How Information Shapes Intellectual Property and its Legal Protection

Workshop

Mannheim Virtual IO Workshop on Secrecy and Disclosure in Innovation

“Trade secrets are the Schrödinger’s cat of IP – they both do and do not exist until they surface in the wake of a legal dispute” said Dr. Nicola Searle, senior lecturer at Goldsmiths, University of London, UK.

On 16 and 17 June 2021, the Mannheim Virtual IO Workshop on secrecy and disclosure in innovation was jointly hosted by ZEW Mannheim, the Mannheim Centre for Competition and Innovation (MaCCI), and the Collaborative Research Center (CRC) TR 224 “EPoS” at the universities of Bonn and Mannheim.

Speakers and participants from Europe, North America, and South America gathered virtually to present and discuss their latest theoretical and empirical work on trade secrets, patenting strategies, and disclosure in science.

Secrecy: an elusive form of protection

Stephen Glaeser presented results, which suggest that the quality of information disclosure in patents has an important impact on subsequent innovation.

Secrecy is a commonly used tool in firms’ intellectual property (IP) protection toolkits. It is, however, by nature not an easy subject for research. (Trade) secrets are by definition secret, and data are difficult to come by. In the words of Dr. Nicola Searle, senior lecturer at Goldsmiths, University of London, UK, trade secrets are the Schrödinger’s cat of IP – they both do and do not exist until they surface in the wake of a legal dispute.

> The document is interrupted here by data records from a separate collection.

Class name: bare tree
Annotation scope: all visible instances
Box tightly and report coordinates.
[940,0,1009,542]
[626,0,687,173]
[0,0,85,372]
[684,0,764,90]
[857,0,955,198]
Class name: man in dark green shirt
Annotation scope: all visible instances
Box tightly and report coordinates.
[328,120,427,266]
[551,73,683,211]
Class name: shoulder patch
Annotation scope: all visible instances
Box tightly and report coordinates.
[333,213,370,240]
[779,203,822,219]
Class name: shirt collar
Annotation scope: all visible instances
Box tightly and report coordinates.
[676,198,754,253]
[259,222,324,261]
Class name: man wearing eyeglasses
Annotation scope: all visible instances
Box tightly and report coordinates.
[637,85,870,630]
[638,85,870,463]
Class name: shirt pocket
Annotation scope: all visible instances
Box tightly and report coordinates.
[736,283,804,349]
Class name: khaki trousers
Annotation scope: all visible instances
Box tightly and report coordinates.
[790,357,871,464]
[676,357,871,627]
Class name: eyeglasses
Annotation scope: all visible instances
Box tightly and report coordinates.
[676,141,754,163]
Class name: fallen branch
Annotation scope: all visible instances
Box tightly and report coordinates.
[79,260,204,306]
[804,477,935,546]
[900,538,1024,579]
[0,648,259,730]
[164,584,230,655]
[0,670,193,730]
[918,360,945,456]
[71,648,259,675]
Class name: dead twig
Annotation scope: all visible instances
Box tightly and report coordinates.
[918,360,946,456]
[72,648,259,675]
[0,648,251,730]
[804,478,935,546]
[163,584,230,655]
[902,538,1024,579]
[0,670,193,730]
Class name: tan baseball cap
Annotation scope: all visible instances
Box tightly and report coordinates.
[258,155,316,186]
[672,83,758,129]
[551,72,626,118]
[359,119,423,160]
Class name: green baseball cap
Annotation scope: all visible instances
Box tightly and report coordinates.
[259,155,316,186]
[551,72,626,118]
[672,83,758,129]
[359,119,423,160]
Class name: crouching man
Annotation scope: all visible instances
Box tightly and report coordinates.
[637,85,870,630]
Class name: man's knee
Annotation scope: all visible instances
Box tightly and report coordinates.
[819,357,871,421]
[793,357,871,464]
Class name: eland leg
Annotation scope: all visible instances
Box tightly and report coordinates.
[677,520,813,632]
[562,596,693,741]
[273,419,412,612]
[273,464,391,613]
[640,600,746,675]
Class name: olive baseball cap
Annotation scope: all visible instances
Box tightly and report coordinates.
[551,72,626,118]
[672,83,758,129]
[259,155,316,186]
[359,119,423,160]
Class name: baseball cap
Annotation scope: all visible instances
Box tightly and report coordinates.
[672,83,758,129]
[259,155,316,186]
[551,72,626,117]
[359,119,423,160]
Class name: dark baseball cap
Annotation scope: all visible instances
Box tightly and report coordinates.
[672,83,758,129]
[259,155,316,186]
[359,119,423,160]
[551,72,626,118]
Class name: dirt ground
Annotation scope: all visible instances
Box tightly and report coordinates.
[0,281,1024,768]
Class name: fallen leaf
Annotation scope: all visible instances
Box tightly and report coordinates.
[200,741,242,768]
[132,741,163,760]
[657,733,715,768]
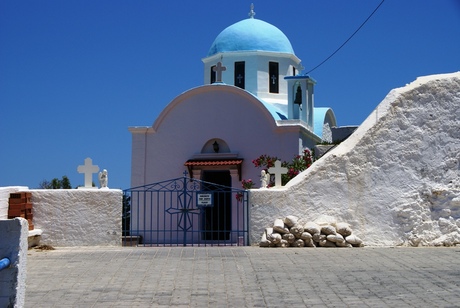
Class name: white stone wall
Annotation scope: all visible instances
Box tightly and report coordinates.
[250,73,460,246]
[30,189,122,247]
[0,218,29,307]
[0,186,29,220]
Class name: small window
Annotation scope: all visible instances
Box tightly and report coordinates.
[268,62,279,93]
[234,61,245,89]
[210,65,217,83]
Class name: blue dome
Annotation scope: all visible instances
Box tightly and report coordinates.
[208,18,294,57]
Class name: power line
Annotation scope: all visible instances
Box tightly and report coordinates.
[305,0,385,75]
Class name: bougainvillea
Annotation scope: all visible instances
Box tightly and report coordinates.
[241,149,313,189]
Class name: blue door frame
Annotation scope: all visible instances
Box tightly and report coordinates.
[122,173,249,246]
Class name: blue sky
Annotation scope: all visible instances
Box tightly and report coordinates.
[0,0,460,189]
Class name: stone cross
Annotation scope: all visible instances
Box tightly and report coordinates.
[212,61,227,82]
[268,160,287,187]
[77,157,99,188]
[248,3,256,18]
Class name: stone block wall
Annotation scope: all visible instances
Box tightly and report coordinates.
[30,189,123,247]
[0,218,29,307]
[249,72,460,246]
[0,186,29,220]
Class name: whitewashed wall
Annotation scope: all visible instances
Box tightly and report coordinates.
[250,72,460,246]
[30,189,122,246]
[0,186,29,220]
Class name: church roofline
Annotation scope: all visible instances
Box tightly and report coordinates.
[284,75,317,84]
[201,50,301,64]
[276,119,322,142]
[150,83,284,132]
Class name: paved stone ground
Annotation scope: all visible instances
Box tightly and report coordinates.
[26,247,460,307]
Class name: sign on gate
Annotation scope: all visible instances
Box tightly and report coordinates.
[196,192,214,207]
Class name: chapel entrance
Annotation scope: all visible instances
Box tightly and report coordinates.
[201,170,232,241]
[122,174,249,246]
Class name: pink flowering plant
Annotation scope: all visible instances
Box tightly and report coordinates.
[236,179,255,202]
[241,149,313,189]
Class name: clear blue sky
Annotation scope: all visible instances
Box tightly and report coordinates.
[0,0,460,189]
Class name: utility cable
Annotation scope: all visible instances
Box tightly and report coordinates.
[305,0,385,75]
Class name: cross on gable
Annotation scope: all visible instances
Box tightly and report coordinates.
[268,160,287,187]
[77,157,99,188]
[212,61,227,82]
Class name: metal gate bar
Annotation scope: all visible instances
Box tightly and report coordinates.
[122,174,249,246]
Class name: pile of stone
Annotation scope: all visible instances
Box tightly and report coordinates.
[259,216,364,247]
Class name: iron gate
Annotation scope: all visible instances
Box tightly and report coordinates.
[123,173,249,246]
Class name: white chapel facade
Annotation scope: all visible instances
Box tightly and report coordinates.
[129,9,337,188]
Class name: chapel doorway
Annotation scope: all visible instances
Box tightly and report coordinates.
[202,170,232,240]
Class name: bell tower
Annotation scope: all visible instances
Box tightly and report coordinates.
[284,75,316,128]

She presented a systematic study of such court cases to shed new light on firms’ joint use of secrecy and patents in IP management. In further presentations, the authors focused on the usage of secrecy in environments characterised by different levels of misappropriation as well as on the effects of the strength of legal protection of trade secrets. The presented work highlighted some unresolved and open questions that future work will need to address.

Far-reaching implications of legal rule-enforcement

Professor Alexandra Zabys presentation showed how differences in the enforcement of disclosure policies can drive the effect of disclosure quality on follow-on innovation.

A second set of papers looked at the disclosure function of patents. The grand bargain of the patent system is a simple quid pro quo: society grants inventors exclusive rights over their inventions in exchange for full disclosure of technical details in patent documents. This disclosure function is often called into question and its imperfections cited as a manifestation of a supposedly flawed patent system. Recent empirical work has shed new and more nuanced light on the issue. Results presented by Stephen Glaeser, assistant professor for accounting at the University of North Carolina (UNC) at Chapel Hill, USA, suggest that the quality of information disclosure in patents has an important impact on subsequent innovation. He and his colleagues from UNC and Cornell University show that patents assigned to more lenient patent examiners at the patent office – more lenient with respect to the quality of disclosure – lead to significantly less follow-on innovation. Professor Alexandra Zaby from Seeburg Castle University in Austria added to the discussion by showing – using a theoretical model – how differences in the enforcement of disclosure policies can drive the effect of disclosure quality on follow-on innovation. Both contributions highlight the importance of a better understanding of the legal rules and policies that govern patent disclosure.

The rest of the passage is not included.